Yom Kippur è il Giorno del Perdono e chiude i dieci giorni penitenziali da Rosh HaShanà. Un giorno solenne, di astensione totale da cibi e bevande dal tramonto del 9 del mese di Tishrì (oggi), fino alla sera del 10. Alla fine del digiuno, si servono biscotti, focacce, torte leggere, seguiti un po’ dopo dalla cena. Tra le bevande che accompagnano i rompi digiuno, tè, caffé e latte di mandorle, bevanda parve e bianchissima, a simboleggiare la purezza dopo l’espiazione.

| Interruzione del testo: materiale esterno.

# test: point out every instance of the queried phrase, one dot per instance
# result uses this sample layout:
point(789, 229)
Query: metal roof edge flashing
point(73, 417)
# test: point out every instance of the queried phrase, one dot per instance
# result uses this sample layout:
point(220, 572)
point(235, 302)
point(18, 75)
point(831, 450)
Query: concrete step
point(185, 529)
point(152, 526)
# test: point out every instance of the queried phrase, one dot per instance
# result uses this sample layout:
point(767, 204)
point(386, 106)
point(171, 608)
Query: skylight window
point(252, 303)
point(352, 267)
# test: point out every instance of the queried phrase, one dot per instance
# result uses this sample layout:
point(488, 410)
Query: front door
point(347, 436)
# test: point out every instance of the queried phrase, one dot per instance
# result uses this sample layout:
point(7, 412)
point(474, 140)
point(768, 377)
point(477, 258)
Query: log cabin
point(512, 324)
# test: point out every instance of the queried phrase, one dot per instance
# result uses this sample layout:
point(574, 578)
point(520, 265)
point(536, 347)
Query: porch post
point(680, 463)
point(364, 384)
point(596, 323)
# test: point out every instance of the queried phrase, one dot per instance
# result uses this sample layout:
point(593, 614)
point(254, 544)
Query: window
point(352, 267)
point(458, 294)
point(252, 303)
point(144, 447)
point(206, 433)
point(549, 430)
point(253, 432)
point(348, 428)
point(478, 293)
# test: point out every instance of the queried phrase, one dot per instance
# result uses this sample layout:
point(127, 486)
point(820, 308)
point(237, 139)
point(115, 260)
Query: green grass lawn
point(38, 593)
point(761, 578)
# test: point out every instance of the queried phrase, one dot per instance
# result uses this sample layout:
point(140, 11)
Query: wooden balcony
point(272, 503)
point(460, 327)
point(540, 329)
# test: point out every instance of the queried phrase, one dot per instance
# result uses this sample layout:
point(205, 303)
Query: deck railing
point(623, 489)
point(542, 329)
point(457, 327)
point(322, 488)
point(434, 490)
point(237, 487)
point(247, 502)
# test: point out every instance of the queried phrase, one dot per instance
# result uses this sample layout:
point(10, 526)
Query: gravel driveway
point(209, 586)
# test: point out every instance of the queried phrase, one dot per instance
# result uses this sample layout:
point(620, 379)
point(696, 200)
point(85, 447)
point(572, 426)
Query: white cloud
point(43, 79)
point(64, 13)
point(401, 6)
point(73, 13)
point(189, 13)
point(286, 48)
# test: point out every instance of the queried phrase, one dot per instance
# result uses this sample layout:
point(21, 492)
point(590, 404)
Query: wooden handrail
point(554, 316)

Ingredienti per 12/14 Biscotti

  • 2 Uova
  • 2 Cucchiai di Zucchero
  • 4 Cucchiai di Olio extravergine
  • 8 Cucchiai di Farina
  • 1/2 Cucchiaino di Lievito per Dolci
  • 2 hg abbondanti di Semi di Sesamo

Preparazione

Battere bene le uova con lo zucchero e l’olio. Setacciare farina e lievito e unirli alle uova. Aggiungere il sesamo, mescolare tutto e, con le mani infarinate, fare delle polpettine schiacciate, da allineare su una teglia oliata e infornare a 175/ 180° per circa 15 minuti (devono essere dorati). Lasciare raffreddare e servire.

 

Ingredienti per 4 Bicchieri di Latte di Mandorla

  • 200 Mandorle pelate (sono circa 220 gr)
  • 1/2 Litro di Acqua
  • 1 Cucchiaino di Zucchero (facoltativo. Solo se lo si vuole più dolce)

Preparazione

Frullare alla massima potenza le mandorle con l’acqua scaldata a 37° (in cui si sarà sciolto lo zucchero, se aggiunto). Lasciare riposare una mezz’ora, poi filtrare con la garza. Se non si usa subito, si conserva in frigo per due giorni e si beve freddo, dopo una bella agitata.

Zom Kal! (Che il digiuno sia lieve) e, dopo… BETEAVON!